Nicolas Jubera can’t recruit people to his cause fast enough. First, the competition for software engineers and data scientists is fierce. Secondly, mining is on the nose with a lot of young people. He hopes technology companies like his can be a big part of the solution to the latter problem.
Jubera joined software engineer and TIMining founder Carlo Calderon Becerra at the Santiago-based company in 2017, buying a majority share of the business and becoming its CEO. Calderon remains onboard as chief technology officer. The company was established on the back of mining geotechnical software but is now achieving rapid growth with its highly visually-driven operations management tool, TIMA.

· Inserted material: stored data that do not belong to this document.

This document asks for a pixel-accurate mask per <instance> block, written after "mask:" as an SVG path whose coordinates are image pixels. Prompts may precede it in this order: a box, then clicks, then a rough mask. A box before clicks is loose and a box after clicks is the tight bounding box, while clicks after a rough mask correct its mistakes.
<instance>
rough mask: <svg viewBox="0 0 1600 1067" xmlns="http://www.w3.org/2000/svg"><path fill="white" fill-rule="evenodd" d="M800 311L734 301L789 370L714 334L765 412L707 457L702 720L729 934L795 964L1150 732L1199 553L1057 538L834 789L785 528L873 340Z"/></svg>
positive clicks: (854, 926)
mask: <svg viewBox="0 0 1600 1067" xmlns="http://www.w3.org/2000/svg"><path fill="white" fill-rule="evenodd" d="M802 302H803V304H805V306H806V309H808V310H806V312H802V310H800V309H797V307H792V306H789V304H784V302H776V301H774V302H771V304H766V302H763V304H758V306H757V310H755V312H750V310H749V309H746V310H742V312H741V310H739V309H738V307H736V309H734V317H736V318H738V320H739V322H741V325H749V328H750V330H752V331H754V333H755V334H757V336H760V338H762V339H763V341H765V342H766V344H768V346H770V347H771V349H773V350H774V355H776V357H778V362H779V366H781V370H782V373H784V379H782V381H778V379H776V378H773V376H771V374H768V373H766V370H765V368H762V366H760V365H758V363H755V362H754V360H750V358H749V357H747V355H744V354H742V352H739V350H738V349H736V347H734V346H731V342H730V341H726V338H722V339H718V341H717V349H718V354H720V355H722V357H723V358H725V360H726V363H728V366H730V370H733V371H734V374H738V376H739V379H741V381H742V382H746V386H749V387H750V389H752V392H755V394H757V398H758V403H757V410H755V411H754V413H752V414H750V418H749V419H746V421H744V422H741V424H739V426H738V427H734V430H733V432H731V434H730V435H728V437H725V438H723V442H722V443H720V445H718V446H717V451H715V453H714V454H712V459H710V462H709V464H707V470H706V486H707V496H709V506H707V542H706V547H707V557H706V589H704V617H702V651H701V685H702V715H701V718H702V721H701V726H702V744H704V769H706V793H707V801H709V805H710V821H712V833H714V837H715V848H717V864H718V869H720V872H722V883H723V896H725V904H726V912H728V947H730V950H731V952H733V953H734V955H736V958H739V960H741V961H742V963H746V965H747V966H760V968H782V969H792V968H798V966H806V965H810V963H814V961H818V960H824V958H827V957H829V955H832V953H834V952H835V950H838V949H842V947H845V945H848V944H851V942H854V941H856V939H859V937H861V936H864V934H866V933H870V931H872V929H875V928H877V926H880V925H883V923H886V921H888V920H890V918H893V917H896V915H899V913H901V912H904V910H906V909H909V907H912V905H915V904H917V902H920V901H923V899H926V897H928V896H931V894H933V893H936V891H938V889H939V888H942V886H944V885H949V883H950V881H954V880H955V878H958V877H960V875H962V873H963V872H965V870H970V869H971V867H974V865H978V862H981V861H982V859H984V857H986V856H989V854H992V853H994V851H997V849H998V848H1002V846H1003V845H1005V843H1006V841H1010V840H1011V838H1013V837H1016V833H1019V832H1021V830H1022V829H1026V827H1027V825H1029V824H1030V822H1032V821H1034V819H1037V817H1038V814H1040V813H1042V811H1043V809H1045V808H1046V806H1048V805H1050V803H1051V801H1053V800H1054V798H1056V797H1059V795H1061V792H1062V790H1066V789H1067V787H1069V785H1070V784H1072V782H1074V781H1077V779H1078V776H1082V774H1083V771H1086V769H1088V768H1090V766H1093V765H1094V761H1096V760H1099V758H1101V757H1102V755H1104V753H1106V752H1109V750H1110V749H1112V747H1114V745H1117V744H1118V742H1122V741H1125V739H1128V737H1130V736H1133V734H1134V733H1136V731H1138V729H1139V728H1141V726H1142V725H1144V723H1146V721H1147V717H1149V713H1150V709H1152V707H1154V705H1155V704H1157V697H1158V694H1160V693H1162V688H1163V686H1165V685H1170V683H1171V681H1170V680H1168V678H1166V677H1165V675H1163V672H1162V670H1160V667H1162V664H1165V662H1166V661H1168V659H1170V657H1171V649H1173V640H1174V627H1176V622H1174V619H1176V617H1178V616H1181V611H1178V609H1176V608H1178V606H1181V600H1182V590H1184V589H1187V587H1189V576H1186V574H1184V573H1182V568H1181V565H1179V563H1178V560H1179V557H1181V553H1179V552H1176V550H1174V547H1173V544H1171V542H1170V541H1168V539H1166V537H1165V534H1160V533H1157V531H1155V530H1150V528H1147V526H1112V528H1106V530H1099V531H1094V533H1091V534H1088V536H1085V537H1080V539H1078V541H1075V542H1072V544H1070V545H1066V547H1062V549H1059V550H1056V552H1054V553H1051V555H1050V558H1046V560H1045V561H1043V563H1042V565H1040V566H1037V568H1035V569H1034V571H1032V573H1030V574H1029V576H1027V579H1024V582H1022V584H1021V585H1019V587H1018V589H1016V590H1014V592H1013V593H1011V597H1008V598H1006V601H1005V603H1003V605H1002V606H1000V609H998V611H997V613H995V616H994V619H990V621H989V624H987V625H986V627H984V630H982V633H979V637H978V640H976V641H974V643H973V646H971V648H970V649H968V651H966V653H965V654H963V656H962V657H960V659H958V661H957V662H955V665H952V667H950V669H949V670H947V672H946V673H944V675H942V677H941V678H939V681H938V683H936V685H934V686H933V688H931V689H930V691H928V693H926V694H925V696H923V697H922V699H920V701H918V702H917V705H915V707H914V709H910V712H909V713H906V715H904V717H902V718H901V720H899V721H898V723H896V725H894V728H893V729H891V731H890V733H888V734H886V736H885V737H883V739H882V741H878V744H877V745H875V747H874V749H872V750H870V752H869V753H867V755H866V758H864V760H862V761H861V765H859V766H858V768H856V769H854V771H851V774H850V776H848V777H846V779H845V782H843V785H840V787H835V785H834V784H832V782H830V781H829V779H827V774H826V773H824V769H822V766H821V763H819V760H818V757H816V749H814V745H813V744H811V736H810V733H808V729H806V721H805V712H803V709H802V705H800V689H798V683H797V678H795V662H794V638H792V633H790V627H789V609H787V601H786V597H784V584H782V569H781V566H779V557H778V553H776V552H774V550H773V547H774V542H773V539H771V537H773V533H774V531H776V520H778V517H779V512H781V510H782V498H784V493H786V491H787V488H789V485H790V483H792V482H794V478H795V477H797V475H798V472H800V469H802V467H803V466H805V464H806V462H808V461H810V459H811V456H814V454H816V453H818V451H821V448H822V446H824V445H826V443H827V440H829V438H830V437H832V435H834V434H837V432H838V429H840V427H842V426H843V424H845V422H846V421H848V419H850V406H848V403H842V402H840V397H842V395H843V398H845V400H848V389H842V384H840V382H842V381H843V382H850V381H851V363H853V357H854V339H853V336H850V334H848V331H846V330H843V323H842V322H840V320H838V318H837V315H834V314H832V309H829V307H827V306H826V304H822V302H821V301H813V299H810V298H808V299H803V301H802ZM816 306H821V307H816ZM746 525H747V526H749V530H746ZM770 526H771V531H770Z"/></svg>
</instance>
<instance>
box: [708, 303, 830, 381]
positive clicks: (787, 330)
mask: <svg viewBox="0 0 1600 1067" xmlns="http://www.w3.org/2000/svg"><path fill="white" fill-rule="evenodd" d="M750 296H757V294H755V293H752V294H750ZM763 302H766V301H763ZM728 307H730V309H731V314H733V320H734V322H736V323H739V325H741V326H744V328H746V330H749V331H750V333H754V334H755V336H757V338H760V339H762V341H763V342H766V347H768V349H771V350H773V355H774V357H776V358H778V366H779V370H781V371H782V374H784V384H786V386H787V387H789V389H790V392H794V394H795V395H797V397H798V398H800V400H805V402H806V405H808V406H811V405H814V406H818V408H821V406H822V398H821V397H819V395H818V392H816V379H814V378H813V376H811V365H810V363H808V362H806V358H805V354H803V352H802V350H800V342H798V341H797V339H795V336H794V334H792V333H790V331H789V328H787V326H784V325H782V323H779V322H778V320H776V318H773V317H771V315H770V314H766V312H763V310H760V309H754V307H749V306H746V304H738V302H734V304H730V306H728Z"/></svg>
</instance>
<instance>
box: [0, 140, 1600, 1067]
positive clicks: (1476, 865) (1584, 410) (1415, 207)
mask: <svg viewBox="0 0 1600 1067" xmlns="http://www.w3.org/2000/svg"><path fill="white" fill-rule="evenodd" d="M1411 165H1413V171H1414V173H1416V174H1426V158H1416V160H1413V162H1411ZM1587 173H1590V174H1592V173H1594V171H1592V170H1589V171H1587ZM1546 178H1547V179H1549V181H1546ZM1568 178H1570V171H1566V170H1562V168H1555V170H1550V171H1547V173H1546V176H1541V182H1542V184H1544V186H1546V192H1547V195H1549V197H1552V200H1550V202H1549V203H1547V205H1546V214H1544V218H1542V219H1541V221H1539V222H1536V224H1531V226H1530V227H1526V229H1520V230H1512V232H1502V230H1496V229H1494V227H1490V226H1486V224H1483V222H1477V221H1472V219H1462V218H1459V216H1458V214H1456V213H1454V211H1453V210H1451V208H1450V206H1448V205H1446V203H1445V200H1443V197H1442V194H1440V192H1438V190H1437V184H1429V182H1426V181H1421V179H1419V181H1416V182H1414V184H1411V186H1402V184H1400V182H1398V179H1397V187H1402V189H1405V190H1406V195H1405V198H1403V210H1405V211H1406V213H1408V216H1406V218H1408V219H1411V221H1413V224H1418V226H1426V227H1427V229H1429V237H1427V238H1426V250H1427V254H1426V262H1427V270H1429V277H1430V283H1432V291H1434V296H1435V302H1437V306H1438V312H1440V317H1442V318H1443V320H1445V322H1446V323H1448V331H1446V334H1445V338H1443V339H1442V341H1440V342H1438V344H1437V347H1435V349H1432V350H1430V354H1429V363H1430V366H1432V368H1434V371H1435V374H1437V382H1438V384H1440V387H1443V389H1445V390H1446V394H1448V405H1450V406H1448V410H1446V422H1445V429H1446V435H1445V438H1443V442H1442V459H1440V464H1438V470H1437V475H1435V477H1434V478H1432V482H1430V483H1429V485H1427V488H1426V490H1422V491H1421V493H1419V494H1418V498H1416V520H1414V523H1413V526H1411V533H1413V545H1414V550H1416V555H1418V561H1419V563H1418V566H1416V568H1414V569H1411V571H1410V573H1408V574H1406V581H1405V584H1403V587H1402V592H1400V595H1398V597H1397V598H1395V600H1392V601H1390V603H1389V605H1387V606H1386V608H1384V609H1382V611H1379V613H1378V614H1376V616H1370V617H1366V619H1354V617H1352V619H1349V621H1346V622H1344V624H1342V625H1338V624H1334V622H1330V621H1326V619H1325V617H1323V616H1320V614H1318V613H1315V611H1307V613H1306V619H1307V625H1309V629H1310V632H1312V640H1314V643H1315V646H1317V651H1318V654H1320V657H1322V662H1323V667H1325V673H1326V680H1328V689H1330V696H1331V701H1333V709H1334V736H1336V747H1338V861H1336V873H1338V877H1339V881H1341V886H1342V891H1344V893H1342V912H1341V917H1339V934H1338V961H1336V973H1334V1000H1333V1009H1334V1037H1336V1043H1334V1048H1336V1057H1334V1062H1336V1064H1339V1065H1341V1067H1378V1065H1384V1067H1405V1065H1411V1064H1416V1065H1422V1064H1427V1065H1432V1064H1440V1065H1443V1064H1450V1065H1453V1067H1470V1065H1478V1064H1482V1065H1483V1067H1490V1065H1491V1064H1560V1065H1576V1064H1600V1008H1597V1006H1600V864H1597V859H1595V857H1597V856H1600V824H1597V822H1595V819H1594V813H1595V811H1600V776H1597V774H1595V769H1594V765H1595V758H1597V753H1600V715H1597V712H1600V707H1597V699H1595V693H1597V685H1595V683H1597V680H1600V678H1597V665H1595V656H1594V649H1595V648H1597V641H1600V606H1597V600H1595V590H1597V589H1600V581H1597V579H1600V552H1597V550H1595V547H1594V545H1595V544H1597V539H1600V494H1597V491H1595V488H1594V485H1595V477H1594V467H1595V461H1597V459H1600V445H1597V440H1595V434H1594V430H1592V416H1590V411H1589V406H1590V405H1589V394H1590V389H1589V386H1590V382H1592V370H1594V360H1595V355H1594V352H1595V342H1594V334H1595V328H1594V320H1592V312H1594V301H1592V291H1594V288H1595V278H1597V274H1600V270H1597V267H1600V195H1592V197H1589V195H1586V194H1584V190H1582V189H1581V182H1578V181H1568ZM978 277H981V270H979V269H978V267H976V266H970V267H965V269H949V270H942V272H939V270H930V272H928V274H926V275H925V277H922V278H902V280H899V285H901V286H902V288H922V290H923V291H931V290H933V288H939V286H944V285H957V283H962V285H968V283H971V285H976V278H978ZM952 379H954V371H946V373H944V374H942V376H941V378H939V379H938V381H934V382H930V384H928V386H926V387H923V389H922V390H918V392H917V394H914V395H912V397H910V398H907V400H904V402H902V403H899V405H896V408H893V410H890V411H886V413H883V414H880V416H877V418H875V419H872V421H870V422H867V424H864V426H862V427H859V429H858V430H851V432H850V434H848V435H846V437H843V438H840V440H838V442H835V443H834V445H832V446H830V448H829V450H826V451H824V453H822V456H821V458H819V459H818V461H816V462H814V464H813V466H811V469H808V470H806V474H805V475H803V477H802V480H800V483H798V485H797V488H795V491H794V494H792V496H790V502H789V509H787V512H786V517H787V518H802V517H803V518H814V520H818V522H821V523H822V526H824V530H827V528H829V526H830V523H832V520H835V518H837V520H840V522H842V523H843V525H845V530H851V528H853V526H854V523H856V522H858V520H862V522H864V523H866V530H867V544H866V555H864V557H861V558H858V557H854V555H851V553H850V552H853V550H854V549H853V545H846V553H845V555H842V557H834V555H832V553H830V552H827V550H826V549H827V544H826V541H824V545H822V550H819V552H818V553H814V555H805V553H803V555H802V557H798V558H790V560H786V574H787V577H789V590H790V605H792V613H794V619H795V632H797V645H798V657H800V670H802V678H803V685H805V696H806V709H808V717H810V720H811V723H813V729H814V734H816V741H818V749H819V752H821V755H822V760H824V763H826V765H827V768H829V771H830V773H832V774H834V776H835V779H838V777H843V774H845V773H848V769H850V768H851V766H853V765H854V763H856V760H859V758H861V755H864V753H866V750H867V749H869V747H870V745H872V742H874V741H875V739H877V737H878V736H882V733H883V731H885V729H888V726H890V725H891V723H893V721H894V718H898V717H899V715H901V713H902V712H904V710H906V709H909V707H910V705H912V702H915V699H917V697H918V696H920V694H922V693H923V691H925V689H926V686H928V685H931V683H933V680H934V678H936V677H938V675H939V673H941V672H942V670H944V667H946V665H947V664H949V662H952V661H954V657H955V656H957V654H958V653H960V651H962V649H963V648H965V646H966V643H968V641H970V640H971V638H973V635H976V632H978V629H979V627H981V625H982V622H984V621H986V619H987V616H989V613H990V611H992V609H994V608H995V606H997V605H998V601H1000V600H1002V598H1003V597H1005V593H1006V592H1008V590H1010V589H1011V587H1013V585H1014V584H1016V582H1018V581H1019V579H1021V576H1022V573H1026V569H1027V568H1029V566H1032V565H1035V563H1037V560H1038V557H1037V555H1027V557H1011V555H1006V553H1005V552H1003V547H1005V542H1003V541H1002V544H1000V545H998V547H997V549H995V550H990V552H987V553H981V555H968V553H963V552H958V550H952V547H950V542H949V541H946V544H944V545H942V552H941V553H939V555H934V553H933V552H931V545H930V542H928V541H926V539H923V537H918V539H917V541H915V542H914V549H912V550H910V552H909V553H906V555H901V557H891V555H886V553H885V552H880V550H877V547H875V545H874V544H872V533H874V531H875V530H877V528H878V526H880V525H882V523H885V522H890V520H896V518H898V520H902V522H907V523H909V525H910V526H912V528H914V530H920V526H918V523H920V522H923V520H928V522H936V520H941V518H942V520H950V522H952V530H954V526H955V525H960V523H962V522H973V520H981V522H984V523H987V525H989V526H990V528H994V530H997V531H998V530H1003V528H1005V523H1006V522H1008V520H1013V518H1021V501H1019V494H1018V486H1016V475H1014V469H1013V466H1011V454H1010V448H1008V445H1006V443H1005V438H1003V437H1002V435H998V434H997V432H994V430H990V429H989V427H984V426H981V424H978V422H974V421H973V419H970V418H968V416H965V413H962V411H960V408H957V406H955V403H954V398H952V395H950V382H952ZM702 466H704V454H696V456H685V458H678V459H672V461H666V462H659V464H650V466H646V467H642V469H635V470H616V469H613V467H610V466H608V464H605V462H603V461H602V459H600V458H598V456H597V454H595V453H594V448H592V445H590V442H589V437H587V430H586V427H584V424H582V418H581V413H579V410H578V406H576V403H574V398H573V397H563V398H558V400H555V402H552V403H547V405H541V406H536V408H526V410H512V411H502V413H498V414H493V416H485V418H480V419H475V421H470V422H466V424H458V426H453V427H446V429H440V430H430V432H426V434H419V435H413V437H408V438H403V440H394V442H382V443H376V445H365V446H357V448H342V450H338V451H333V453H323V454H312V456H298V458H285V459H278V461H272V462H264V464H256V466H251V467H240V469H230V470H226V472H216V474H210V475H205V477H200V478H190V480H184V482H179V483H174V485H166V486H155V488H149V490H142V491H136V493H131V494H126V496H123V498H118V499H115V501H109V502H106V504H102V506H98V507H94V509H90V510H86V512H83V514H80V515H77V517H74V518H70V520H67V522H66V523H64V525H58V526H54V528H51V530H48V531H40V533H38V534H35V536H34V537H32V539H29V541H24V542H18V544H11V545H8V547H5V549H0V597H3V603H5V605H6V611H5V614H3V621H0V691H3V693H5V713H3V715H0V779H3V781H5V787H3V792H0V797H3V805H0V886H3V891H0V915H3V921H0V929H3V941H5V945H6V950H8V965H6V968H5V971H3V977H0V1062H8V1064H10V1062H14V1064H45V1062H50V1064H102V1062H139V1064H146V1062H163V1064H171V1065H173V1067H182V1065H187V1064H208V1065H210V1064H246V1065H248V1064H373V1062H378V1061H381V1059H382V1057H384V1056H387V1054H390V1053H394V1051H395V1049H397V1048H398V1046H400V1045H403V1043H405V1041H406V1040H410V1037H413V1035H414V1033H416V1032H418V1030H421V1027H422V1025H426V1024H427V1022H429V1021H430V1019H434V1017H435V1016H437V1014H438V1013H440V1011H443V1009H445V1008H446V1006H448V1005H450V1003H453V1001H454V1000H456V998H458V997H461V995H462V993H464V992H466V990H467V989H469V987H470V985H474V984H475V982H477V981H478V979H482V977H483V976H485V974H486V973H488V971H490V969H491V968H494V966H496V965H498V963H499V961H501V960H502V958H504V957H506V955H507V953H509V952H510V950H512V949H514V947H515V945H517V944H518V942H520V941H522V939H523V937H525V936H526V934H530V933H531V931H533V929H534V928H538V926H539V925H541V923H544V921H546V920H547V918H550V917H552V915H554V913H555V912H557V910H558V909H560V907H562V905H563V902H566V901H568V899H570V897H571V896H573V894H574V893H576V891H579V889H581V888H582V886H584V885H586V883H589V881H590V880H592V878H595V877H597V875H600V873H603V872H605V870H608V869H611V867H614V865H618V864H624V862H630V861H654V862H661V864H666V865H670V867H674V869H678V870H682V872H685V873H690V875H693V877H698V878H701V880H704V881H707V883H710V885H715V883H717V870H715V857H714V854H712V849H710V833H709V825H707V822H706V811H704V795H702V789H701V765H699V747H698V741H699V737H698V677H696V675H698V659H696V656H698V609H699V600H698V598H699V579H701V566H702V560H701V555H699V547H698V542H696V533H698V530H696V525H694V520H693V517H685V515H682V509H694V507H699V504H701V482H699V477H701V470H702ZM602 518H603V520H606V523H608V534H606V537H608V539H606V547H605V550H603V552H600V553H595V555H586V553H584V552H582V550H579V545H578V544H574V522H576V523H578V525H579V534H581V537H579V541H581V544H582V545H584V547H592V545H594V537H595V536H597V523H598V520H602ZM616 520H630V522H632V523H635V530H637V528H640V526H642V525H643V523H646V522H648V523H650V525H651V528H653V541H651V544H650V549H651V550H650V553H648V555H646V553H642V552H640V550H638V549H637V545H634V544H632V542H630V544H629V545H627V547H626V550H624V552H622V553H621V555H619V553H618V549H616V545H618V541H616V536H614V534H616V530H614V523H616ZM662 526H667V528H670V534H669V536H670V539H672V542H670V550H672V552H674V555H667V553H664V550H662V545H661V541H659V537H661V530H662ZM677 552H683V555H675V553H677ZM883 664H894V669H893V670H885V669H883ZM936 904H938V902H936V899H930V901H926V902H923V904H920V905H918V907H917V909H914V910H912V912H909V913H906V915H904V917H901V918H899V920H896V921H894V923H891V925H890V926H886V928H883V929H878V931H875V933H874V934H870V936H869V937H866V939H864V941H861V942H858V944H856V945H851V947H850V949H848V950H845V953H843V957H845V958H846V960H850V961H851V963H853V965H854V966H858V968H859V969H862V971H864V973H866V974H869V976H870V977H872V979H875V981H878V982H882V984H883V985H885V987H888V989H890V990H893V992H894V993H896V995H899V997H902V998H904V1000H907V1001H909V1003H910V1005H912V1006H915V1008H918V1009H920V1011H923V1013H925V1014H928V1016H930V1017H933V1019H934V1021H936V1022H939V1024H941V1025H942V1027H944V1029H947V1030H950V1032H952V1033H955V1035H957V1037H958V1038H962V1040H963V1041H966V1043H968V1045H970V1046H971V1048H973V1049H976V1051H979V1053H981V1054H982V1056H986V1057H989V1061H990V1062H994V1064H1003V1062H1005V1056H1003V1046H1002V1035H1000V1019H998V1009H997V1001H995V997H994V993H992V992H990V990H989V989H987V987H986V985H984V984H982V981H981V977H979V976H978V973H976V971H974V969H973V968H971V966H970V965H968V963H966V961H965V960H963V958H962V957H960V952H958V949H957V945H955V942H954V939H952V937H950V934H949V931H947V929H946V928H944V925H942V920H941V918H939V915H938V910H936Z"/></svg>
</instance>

InvestMETS recently reported that TIMining had increased its workforce by over 30% to more than 100 people in the past year. It has established an impressive Americas client base and is looking to add to that in other key markets such as Australia. Jubera, who recently closed a second significant private equity funding round, was in Sydney recently for the IMARC conference.
“With that [investment] we want to increase our market position – getting the company known and getting sales representatives in the different regions,” he told InvestMETS.
“We keep building product ... We are a technology company, but a product company, and we will keep building our product and taking it to market.
“We think [TIMA] can become a new category. We’re gaining adoption by the innovators, but we are still a nice-to-have – a bit like fleet management systems a few years ago. But if you want to have remote operations and distributed talent and a more digital way of operating, you’re going to need this. So establishing that as a category is something that we want.
“If there are more players in the space it’s fine ... but we’re pushing things forward.
“One challenge the industry has, where digital has a big role, is full system autonomy because really now we have trucks with autopilot, but the system is not making decisions simultaneously. So one day, I don’t know, maybe in 200 years, it will be fully autonomous.”
Jubera’s tongue-in-cheek comment about the speed of digital change in mining versus other industries belies his conviction that, with the right amount of application, some resource owners can transform what is happening above the ground quickly.